Analysis of Erlanger Data Series:

Option Data Smoothing - Medians

By: Philip B. Erlanger, CMT

 

Simple moving averages are the customary tool for smoothing data such as options trading. We have found that using medians is a better representation.

 

I. Introduction

Simple moving averages take into account all data within a period. For example, a 10-day average would factor in all data for a ten-day period. If there are errors, or outlier samples in the data, these would be reflected in the average. Options data is particularly prone to errors as reported by the data feeds from the exchange. In illiquid issues particularly they are prone to vast swings that often can be viewed as outliers.

Instead of factoring all values in a 10-day average, we have found it advantageous to measure the middle or center of such a distribution.

 

II. Medians

The middle value in an ordered list of numbers is called the median. The specific value for the median depends on whether the data set contains an even or odd number of observations and, in the even case, whether or not the two middle values are the same or different. To find the median of a data set:

  • arrange the number in numerical order from smallest to largest
  • If the number of data points, n, is odd, the median is the middle value in the ordered list. It is located by counting (n+1)/2 positions from either end of the ordered list
  • If n is even, the median is the average of the two middle data points.

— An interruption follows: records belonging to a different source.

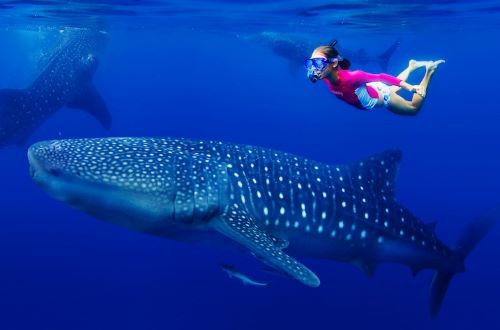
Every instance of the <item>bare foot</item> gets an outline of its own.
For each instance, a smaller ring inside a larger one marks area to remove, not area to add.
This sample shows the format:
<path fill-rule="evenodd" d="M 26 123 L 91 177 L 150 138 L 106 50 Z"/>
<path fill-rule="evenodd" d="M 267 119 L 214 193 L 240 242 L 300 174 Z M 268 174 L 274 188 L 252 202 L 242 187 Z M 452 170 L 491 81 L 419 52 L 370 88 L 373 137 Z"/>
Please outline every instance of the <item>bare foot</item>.
<path fill-rule="evenodd" d="M 410 60 L 408 62 L 408 67 L 410 70 L 416 70 L 418 68 L 421 68 L 423 66 L 427 66 L 428 64 L 432 63 L 432 61 L 416 61 L 416 60 Z"/>
<path fill-rule="evenodd" d="M 429 62 L 428 64 L 425 65 L 425 69 L 427 70 L 427 72 L 429 72 L 430 74 L 433 74 L 434 71 L 436 71 L 436 69 L 438 68 L 439 65 L 445 63 L 445 60 L 437 60 L 437 61 L 434 61 L 434 62 Z"/>

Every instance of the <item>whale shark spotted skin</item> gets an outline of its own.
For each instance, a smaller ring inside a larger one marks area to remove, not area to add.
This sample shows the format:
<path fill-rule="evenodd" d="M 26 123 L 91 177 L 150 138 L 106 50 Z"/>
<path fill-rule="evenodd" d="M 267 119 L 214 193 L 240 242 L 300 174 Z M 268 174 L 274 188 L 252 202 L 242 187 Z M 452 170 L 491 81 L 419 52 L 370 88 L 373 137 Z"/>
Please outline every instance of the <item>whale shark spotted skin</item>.
<path fill-rule="evenodd" d="M 435 269 L 433 316 L 490 228 L 473 223 L 457 249 L 444 245 L 395 199 L 397 150 L 327 165 L 216 141 L 103 138 L 40 142 L 28 158 L 44 190 L 97 218 L 175 240 L 236 243 L 308 286 L 320 280 L 297 256 L 368 274 L 380 262 Z"/>
<path fill-rule="evenodd" d="M 37 79 L 26 89 L 0 89 L 0 148 L 24 145 L 33 131 L 64 106 L 94 116 L 105 129 L 111 115 L 92 84 L 106 36 L 94 29 L 68 29 Z"/>

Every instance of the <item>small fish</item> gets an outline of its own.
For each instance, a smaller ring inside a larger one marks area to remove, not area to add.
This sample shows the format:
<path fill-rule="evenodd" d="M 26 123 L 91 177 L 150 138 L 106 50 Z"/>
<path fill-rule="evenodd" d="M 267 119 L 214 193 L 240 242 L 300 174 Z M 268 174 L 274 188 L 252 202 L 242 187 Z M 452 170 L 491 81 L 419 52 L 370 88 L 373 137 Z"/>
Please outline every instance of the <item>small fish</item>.
<path fill-rule="evenodd" d="M 241 280 L 244 285 L 253 285 L 253 286 L 267 286 L 268 283 L 256 282 L 250 279 L 247 275 L 241 273 L 234 267 L 233 265 L 228 264 L 220 264 L 220 268 L 227 273 L 229 278 L 237 278 Z"/>

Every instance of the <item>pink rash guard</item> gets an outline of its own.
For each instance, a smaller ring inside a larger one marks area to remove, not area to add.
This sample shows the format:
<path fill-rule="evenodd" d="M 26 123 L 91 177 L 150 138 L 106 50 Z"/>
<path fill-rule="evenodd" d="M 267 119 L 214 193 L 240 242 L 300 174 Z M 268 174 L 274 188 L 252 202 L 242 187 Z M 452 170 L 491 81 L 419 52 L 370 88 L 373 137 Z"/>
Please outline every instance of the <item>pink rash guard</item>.
<path fill-rule="evenodd" d="M 356 108 L 366 110 L 360 103 L 356 95 L 356 89 L 366 83 L 379 81 L 387 85 L 399 86 L 401 79 L 394 76 L 379 73 L 372 74 L 361 70 L 349 71 L 338 70 L 339 79 L 336 83 L 331 83 L 328 79 L 323 79 L 330 91 L 335 94 L 339 99 L 355 106 Z M 368 94 L 372 98 L 378 99 L 378 92 L 371 86 L 366 86 Z"/>

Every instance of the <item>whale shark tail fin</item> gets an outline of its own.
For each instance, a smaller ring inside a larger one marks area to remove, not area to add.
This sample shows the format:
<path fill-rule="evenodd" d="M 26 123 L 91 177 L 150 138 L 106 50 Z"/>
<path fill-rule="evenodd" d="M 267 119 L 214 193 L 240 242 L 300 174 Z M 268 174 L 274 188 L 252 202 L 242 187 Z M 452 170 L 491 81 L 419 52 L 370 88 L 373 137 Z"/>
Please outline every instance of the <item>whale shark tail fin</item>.
<path fill-rule="evenodd" d="M 68 107 L 80 109 L 93 116 L 106 129 L 111 129 L 111 114 L 102 96 L 92 83 L 82 89 L 81 93 L 68 102 Z"/>
<path fill-rule="evenodd" d="M 491 231 L 498 217 L 499 213 L 497 212 L 495 215 L 478 218 L 465 228 L 454 250 L 458 262 L 464 263 L 469 253 Z M 455 274 L 453 272 L 437 271 L 434 275 L 429 305 L 431 318 L 437 318 L 448 286 Z"/>
<path fill-rule="evenodd" d="M 401 45 L 401 40 L 397 39 L 392 45 L 389 46 L 389 48 L 378 56 L 378 63 L 383 72 L 387 72 L 389 61 L 391 60 L 392 55 L 394 55 L 396 49 L 399 48 L 399 45 Z"/>

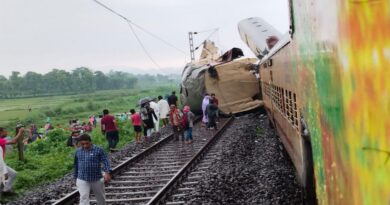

The median has the property that, as nearly as possible, half the data are below and half the data are above the median value.

 

III. Influence of Extreme Values on the Median

The median uses order information in the data but does not use the actual numbers to any large extent. The extremely large numbers that can occur with one day of options data has essentially no effect on the median level of options trading. Similarly, small extreme values have no effect on the median. The median is not influenced at all by the extreme observations in a data set. This is of value as the measure of options trading because changes over time are due to overall changes in activity, and not to outliers or the rare error that can occur.